The following section describes the output location, the filename format, and the format of the records in the files.

Record Format

Each output file consists of one or more records, where each record contains a subject, a relation, a column, a flag, a date, an optional time, and a value. The subject can be configured to be either the relation's description or a concatenation of the relation and column names. The flag describes the type of change that was applied to the database. This can be either update, insert, delete, or create. A detailed description of each of these is given below. The time field is left blank if the data modified was a daily time series. The record can be output as a pipe delimited file or as XML.

Pipe Delimited Sample Output

The following shows the pipe delimited sample output:

TopRelation:Equities:IBM_TopColumn:Price:Close|IBM|Close|create|20070707||1.300000

XML Sample Output

The following shows the XML sample output:

<?xml version="1.0"?><answerset> <mimdata> <description>INTC</description> <relation>INTC</relation> 
<column>Close</column> <mimrow action="update"> <date>20070810</date> <value>106.0000 104.5000</value>
</mimrow></mimdata>

Update, Insert, Delete and Create

Update, insert, delete, and create are defined as:

  • insert - This flag indicates that this data point is a new value for this time series.

  • update - This flag indicates that this data point is replacing a previously existing time series.

  • delete - This flag indicates that a NaN is replacing the previous non-NaN data point, thereby deleting it.

  • create - This flag indicates that this is a new data point for a new time series.

    The difference between an insert and a create is that an insert is a new data point for an already existing series, whereas create is the first data point for a new time series.

Spool Directory

The spool directory is the location where the publisher writes the output files. The spool directory must be on the same file system as $LIMHOME/pub2/tmp. (This is because the incomplete files are written to the tmp directory, and they are moved automatically from tmp to spool only when the file is complete. The move operation is only automatic if the move is on the same file system.) The base spool directory contains one subdirectory for every subscriber. Within each subscriber directory, there is a full, high, and low directory. And finally, within each of the full, high, and low directories, are where the output files reside. The meaning of the full, high, and low directories is described below.

Example layout:

spool/
spool/spock -- subscriber
spool/spock/full -- all data is published to the full directory.
spool/spock/high -- data on the high bandwidth channel is published here.
spool/spock/low -- data on the low bandwidth channel is published here.

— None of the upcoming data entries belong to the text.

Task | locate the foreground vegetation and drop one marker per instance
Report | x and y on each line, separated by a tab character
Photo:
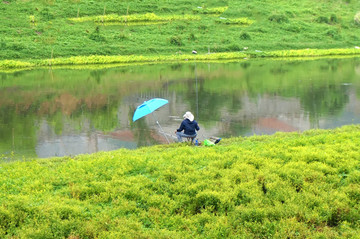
289	185
61	29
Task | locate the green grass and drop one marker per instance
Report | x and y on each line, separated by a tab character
288	185
49	29
8	65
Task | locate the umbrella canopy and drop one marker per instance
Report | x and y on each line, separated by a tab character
148	107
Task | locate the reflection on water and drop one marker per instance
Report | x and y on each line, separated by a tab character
58	112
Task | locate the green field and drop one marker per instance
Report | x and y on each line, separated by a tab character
288	185
51	29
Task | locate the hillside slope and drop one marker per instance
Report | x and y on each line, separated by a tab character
50	29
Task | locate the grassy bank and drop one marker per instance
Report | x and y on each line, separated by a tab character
7	65
61	29
288	185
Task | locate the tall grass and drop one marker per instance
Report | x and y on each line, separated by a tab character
36	29
289	185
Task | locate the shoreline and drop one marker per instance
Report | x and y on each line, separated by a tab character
11	65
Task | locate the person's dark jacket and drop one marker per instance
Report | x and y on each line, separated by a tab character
189	127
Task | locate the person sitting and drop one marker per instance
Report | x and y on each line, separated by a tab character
188	125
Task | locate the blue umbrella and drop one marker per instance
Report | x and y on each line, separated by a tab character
148	107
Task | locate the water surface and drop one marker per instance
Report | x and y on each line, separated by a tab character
58	112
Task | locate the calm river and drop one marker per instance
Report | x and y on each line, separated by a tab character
58	112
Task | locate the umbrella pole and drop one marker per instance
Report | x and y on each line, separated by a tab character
162	131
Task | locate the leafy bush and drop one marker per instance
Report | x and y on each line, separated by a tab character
283	185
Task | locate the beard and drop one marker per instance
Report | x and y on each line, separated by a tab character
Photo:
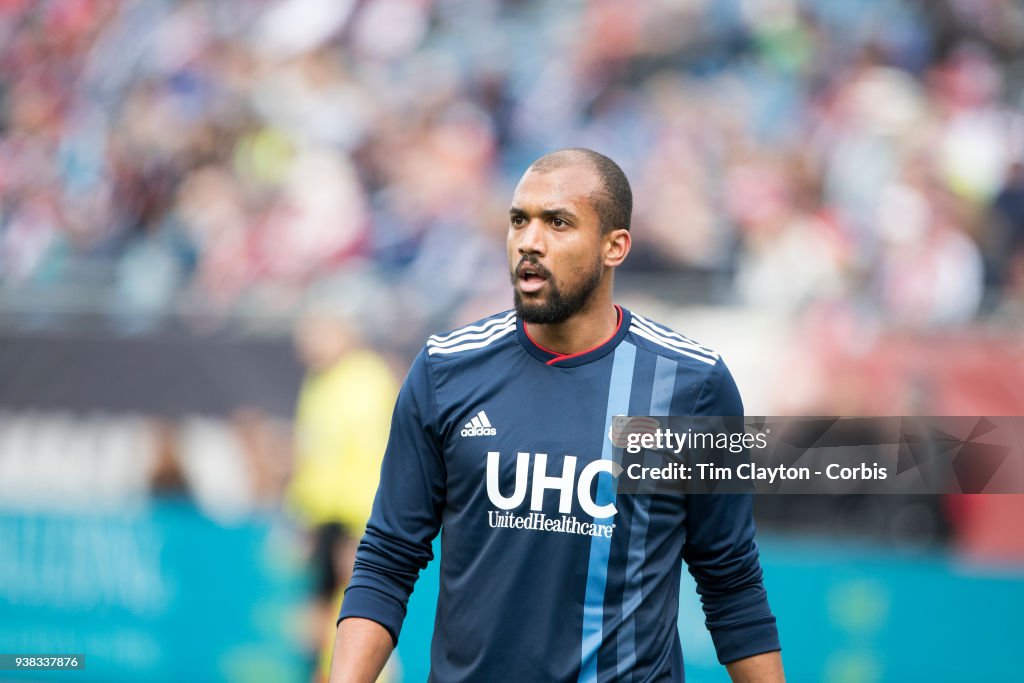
560	305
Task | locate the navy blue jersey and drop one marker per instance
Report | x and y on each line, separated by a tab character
546	573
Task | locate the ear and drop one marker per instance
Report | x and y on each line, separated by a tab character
616	245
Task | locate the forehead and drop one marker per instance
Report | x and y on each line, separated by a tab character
567	186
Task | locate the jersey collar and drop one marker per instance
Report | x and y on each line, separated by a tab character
556	359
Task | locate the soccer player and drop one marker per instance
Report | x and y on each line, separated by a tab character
500	440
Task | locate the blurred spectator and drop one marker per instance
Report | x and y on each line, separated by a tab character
162	158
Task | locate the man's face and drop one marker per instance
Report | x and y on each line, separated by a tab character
554	244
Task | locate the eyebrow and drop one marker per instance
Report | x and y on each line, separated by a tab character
547	213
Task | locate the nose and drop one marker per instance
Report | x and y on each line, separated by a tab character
531	239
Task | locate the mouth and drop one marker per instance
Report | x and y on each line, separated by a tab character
530	278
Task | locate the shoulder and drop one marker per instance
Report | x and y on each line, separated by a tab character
663	341
470	340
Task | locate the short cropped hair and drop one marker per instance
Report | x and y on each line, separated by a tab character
614	203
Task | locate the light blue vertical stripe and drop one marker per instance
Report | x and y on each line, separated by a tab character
660	404
597	569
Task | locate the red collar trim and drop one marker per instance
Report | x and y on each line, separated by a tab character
566	356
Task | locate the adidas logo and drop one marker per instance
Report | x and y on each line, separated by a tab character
479	426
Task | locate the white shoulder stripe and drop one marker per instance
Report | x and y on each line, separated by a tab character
671	336
474	328
468	337
637	330
503	332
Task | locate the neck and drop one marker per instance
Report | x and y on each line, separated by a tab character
589	328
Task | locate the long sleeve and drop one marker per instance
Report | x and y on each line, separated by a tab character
721	552
407	511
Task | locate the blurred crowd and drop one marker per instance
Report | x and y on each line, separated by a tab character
163	157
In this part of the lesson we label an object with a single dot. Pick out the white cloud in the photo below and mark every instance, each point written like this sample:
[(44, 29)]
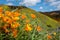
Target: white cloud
[(10, 4), (41, 7), (55, 3), (29, 2)]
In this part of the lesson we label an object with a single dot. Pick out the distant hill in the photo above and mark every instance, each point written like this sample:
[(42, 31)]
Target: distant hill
[(44, 20), (54, 14)]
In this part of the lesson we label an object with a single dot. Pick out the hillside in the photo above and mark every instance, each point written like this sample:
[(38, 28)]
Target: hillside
[(32, 25), (54, 14)]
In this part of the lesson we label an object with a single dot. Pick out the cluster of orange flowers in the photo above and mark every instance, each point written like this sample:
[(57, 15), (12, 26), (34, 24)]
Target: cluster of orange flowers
[(10, 21)]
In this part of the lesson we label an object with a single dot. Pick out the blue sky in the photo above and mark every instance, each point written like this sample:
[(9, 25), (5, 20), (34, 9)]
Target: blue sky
[(38, 5)]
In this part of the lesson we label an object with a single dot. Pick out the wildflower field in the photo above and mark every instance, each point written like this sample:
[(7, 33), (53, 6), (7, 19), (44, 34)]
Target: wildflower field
[(27, 24)]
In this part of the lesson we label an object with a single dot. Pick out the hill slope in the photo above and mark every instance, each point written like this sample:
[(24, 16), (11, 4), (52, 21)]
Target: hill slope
[(44, 20), (54, 14)]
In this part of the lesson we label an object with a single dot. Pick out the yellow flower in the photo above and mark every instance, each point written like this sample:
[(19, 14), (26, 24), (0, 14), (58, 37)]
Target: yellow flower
[(38, 28), (14, 33), (27, 21), (15, 25), (15, 18), (28, 28), (49, 36), (33, 16), (23, 16), (1, 15), (8, 13), (54, 33), (16, 14), (1, 9)]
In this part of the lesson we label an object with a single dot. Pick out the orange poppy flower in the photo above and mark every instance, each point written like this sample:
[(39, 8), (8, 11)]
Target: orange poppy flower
[(33, 16), (7, 20), (27, 21), (49, 36), (14, 33), (8, 13), (1, 9), (38, 28), (16, 14), (6, 31), (15, 25), (15, 18), (23, 16), (28, 28), (1, 15)]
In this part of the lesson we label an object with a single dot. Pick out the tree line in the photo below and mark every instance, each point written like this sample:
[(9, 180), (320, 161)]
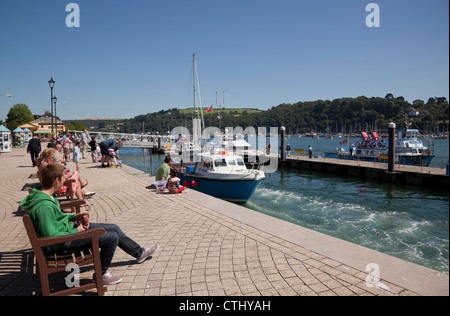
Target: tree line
[(343, 115), (347, 115)]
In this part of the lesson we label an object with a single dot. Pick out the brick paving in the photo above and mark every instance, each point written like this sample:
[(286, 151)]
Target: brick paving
[(202, 252)]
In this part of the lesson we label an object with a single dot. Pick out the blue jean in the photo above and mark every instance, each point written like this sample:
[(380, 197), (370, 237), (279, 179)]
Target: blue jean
[(108, 243)]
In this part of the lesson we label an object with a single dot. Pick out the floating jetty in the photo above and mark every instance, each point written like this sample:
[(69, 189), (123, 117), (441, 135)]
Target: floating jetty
[(404, 174)]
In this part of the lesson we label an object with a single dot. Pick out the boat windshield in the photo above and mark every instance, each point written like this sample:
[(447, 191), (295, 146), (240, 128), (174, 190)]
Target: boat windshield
[(220, 162)]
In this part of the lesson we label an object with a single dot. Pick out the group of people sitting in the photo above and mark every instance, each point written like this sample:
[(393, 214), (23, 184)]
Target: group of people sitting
[(49, 221), (55, 156)]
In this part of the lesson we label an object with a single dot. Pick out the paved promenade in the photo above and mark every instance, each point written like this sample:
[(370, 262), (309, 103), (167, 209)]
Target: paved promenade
[(208, 246)]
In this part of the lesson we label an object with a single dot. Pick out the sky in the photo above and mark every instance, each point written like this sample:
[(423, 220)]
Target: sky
[(134, 57)]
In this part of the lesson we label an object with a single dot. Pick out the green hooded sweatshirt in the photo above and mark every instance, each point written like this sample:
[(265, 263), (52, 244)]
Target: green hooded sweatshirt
[(47, 218)]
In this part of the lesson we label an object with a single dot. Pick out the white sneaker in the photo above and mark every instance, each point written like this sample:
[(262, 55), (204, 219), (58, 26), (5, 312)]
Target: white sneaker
[(147, 252), (109, 279)]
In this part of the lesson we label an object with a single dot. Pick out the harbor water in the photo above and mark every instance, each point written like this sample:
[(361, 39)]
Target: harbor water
[(405, 221)]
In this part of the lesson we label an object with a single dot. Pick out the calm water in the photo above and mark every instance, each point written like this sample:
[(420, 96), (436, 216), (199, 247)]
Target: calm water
[(408, 222)]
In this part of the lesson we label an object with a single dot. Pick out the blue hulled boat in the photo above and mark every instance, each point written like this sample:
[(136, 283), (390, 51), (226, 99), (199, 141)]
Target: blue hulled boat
[(222, 175)]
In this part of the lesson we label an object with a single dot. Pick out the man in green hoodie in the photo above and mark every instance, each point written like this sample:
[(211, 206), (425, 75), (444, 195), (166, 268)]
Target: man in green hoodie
[(49, 221)]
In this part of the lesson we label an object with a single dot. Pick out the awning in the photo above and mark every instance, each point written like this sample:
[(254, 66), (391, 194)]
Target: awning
[(43, 131)]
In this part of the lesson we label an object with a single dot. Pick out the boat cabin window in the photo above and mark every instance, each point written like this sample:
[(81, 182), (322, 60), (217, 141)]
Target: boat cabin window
[(220, 162), (207, 164)]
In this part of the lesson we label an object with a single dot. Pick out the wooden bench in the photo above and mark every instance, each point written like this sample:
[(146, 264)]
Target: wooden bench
[(51, 263)]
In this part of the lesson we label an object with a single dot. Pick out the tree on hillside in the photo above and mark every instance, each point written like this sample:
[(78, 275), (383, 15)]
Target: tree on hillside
[(18, 114)]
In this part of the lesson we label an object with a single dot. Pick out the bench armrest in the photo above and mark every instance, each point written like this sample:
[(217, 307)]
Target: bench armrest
[(90, 233)]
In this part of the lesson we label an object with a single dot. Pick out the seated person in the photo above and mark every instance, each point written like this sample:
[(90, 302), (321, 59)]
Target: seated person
[(50, 156), (174, 183), (49, 221)]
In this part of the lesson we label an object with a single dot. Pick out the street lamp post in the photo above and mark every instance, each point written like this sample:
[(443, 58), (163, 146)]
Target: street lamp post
[(51, 84), (56, 120)]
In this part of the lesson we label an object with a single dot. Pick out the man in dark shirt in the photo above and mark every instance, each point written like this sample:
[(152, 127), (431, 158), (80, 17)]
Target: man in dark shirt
[(34, 148)]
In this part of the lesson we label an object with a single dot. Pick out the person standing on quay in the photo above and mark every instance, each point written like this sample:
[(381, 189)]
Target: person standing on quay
[(84, 143), (34, 148)]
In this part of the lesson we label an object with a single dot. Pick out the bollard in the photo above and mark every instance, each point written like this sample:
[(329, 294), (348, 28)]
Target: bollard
[(283, 143), (391, 165), (143, 157)]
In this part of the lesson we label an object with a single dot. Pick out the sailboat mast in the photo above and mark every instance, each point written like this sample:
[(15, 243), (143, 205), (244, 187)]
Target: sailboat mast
[(195, 83), (199, 115)]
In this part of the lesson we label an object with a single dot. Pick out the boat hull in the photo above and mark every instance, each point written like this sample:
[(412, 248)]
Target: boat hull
[(423, 161), (231, 190)]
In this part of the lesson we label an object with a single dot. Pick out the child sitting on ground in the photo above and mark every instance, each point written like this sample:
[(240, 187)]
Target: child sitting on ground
[(174, 183)]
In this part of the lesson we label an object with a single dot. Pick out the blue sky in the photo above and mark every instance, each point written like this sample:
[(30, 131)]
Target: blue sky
[(134, 57)]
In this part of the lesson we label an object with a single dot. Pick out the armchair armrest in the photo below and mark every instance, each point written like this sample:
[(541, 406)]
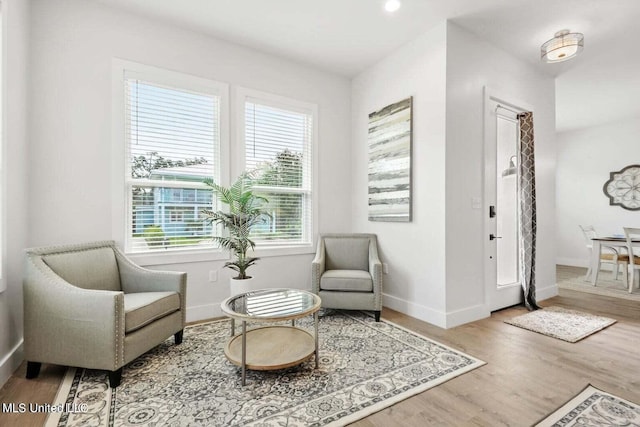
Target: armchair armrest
[(317, 267), (56, 312)]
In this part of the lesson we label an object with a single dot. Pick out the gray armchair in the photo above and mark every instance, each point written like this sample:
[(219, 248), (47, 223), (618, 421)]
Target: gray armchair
[(347, 273), (89, 306)]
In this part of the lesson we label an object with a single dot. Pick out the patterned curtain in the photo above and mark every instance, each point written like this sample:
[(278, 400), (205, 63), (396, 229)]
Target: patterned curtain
[(527, 219)]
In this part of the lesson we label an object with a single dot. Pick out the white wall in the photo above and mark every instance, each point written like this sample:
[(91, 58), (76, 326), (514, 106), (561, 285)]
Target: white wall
[(585, 159), (436, 262), (473, 64), (16, 42), (413, 250), (73, 43)]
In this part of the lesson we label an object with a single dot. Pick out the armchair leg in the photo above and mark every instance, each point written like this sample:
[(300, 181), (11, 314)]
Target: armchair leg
[(115, 377), (33, 369), (178, 336)]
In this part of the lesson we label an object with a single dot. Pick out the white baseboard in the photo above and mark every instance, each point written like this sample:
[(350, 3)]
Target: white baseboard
[(466, 315), (575, 262), (546, 292), (11, 361), (203, 312), (412, 309)]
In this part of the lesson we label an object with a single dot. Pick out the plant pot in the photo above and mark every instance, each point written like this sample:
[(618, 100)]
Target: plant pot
[(240, 286)]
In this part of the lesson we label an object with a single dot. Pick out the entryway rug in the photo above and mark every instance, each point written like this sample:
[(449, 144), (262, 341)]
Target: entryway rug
[(594, 407), (365, 366), (567, 325)]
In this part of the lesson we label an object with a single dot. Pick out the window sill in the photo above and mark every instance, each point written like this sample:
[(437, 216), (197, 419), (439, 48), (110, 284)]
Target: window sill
[(269, 251), (188, 256), (177, 257)]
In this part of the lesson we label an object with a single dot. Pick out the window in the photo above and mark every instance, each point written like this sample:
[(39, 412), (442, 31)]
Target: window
[(172, 129), (278, 143)]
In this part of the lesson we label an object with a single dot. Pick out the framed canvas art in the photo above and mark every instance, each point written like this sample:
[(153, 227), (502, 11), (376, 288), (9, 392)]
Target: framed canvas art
[(389, 142)]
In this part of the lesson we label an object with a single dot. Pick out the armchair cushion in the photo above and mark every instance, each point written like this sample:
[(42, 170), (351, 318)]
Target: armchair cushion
[(87, 269), (142, 308), (347, 253), (346, 280)]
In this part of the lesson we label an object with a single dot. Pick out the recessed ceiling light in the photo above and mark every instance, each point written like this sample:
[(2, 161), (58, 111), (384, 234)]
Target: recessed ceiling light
[(392, 5)]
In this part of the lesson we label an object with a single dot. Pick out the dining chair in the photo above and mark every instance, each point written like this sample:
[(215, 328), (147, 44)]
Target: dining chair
[(611, 257), (631, 234)]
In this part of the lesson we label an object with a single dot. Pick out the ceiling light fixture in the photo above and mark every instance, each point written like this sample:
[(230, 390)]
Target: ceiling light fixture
[(392, 5), (564, 45)]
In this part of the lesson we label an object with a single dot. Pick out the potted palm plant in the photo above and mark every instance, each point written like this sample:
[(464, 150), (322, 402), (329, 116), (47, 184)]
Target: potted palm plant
[(243, 213)]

Full, High, Low Directories

The full directory contains files that are published on the full band. This directory will contain every delta for the subscribed data. The high and low directories contain files that are published on the high and low bands, respectively.

See the section called “Throttles and Date Thresholds” to configure the thresholds for the full, high and low directories.

Filename format

As explained in the configuration section, a given subscriber may have more than one cfg file. Each cfg file may subscribe to different sets of data. The output filename helps determine the corresponding cfg file and the time it was published. It has the following format:

<cfg filename prefix>_<date>_<time>.dat

For example, a subscriber named spock with a cfg file called test.cfg would have an output file in $LIMHOME/pub2/spool/spock/full called test_20070901_113035.dat where 20070901_113035 is the date and time that the publisher wrote the file.